This question is different than https://quant.stackexchange.com/questions/31050/pricing-using-dupire-local-volatility-model
I am reading about the Dupire local volatility model. I have found ways to calculate the local volatility so for my question we can assume that it is known.
More specifically, it is considered piecewise constant between strikes and tenors so I have a local volatility surface that should be defined for all times and strikes.
From here I am wondering how I can think about solving the Dupire equation and recover risk neutral probability densities. I am not super familiar with stochastic differential equations so I am hoping that I can receive help reasoning through the problem.
My attempt
The Dupire equation takes the form $dS_t = \mu_t S_t dt + \sigma(S_t,t) S_t dW_t$ where $S_t$ is the stock price at time $t$, $\mu_t$ is the drift term, $\sigma$ is the local volatility and $W_t$ is a Wiener process. Additionally, $S_t|_{t=0} = S_0$.
For simplicity, take $\mu_t=0$.
It is at this point that I have been getting confused about how to define the necessary constraints to solve the Ito integral.
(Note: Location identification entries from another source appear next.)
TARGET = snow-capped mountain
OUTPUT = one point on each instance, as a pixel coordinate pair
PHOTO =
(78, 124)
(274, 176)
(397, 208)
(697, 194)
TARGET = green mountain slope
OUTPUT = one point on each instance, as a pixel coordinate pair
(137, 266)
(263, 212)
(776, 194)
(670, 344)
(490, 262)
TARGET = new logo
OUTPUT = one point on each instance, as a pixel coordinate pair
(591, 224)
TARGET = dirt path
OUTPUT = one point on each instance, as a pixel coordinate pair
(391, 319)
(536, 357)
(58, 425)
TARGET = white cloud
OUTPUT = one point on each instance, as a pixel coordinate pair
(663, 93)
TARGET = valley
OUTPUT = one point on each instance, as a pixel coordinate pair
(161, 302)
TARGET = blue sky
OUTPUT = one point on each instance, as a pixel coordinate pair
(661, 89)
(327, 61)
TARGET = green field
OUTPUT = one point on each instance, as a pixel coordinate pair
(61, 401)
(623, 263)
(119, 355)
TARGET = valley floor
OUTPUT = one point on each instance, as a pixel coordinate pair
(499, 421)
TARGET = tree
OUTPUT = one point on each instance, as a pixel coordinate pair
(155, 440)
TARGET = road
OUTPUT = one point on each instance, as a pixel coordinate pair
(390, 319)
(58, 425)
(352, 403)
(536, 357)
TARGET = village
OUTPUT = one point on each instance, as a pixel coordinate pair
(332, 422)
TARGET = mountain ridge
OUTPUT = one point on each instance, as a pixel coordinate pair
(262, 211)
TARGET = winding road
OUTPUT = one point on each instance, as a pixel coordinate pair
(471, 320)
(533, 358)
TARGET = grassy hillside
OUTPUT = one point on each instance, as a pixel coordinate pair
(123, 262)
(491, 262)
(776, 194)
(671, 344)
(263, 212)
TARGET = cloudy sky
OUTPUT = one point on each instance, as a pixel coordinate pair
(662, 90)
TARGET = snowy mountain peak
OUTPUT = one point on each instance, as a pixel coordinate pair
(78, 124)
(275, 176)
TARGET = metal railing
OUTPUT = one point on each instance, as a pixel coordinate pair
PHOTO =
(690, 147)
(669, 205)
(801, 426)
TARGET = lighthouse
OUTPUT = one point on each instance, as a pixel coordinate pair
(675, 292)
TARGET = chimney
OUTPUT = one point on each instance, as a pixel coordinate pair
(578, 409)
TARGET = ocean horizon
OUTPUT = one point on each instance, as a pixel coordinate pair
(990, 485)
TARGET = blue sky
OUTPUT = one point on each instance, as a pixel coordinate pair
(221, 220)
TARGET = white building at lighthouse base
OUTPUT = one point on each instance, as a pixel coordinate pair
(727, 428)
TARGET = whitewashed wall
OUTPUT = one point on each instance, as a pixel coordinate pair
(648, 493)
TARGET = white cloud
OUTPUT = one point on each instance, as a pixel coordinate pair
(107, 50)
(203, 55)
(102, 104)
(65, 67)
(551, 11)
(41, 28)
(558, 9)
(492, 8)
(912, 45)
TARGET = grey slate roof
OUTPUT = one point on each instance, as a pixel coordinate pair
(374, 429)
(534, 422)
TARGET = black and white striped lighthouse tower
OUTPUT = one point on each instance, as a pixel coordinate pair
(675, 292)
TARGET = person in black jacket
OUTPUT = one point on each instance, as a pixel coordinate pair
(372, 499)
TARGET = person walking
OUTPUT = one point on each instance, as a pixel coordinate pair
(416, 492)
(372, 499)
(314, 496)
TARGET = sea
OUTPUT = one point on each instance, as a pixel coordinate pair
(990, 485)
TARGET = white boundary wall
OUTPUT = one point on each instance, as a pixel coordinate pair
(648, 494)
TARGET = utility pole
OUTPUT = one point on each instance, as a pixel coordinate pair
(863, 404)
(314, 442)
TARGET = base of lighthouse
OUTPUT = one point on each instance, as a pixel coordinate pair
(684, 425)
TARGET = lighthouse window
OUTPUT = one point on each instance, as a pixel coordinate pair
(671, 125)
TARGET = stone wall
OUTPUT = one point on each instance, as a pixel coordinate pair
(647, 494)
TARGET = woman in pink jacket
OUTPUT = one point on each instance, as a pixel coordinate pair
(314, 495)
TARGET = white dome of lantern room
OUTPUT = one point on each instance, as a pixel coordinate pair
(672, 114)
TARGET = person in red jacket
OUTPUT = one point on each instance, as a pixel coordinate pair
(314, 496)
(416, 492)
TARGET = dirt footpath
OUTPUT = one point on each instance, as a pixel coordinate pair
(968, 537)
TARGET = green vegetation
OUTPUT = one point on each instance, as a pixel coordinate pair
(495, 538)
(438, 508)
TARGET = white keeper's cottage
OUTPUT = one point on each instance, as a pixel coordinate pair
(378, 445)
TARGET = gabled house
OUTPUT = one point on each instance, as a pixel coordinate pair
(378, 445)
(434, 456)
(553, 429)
First, I take it that $S_0$ is the spot price of the underlying of the derivative. If we solve this SDE, do we then find the how the spot price evolves over time? How does that help with option pricing? If $S_0$ is not the spot price, what instead is it? Is it the price of an option with a given strike at $t=0$ and we are then solving for the option prices at that strike across time?
If the latter is the case, do I solve this SDE for each forward price I want to query and simply have my volatility function be a function of time?
Once I have priced my options, I simply plan on taking the second derivative of price with respect to strike at each tenor to find the risk neutral probability density. Assume for this problem that tenors and strikes are dense enough that differentiation makes sense.
I found all of this information in Lecture 1: Stochastic Volatility and Local Volatility by Jim Gatheral, http://web.math.ku.dk/~rolf/teaching/ctff03/Gatheral.1.pdf
In Dupire's local volatility model, the risk-neutral density $\psi (t,x)$ and the local volatility surface $\sigma (t,x)$ are related by the Fokker-Planck PDE: $$\frac{\partial}{\partial t} \psi (t,x) = \frac{1}{2} \frac{\partial^2}{\partial x^2} (\sigma^2(t,x) x^2 \psi (t,x)) \qquad (\star )$$
Or, equivalently, $$\frac{\partial}{\partial t} \psi = L_t^* \psi$$ where $L_t^*$ is the adjoint of the infinitesimal generator of $S_t$, where $$dS_t = \sigma (t, S_t) S_tdW_t$$
Note that we have assumed that interest rates are zero (i.e. $r = 0$).
Proof: For simplicity, suppose $\sigma$ is bounded and Lipschitz in the second variable; this implies that the SDE for $S_t$ admits a unique strong solution. Moreover, boundedness of $\sigma$ gives us that $S_t$ is a square-integrable martingale (via an argument using Grönwall's inequality and Doob's maximal inequality).
If, in addition, $\sigma$ is smooth and bounded away from zero, $S_t$ admits a risk-neutral density supported on a subset of $(0,\infty)$, say $\psi (t,x)$, so that for any $f \geq 0$: $$E(f(S_t)) = \int_0^\infty f(x)\psi (t,x) dx$$
To show $(\star )$ we now assume that $f \in C_c^\infty(0,\infty )$, so that Itô's formula gives us: $$f(S_t) = f(S_0) + \int_0^t f^\prime (S_s) dS_s + \frac{1}{2} \int_0^t f^{\prime \prime} (S_s) \sigma^2(s, S_s)S_s^2 ds$$
Taking expectations in two different ways and equating them, $$ \begin{align*} \int_0^\infty f(x)\psi (t,x) dx &= E(f(S_t)) \\ &= f(S_0) + \frac{1}{2} \int_0^t E[f^{\prime \prime} (S_s) \sigma^2(s, S_s)S_s^2] ds \\ &= f(S_0) + \frac{1}{2} \int_0^t \int_0^\infty f^{\prime \prime} (x) \sigma^2(s, x)x^2 \psi(s,x) dx ds \\ &= f(S_0) + \frac{1}{2} \int_0^t \int_0^\infty f (x) \frac{\partial^2}{\partial x^2} \left[\sigma^2(s, x)x^2 \psi(s,x) \right] dx ds \end{align*}$$
where in the last step we have integrated by parts twice and used the fact that $f$ is compactly supported in $(0,\infty )$.
Differentiating with respect to $t$ and using Leibniz's rule, $$\int_0^\infty f(x) \frac{\partial}{\partial t} \psi (t,x) dx= \int_0^\infty f (x) \frac{1}{2} \frac{\partial^2}{\partial x^2} \left[\sigma^2(s, x)x^2 \psi(s,x) \right]dx$$
Since this equation holds for all $f \in C_c^\infty (0, \infty)$, $(\star)$ follows.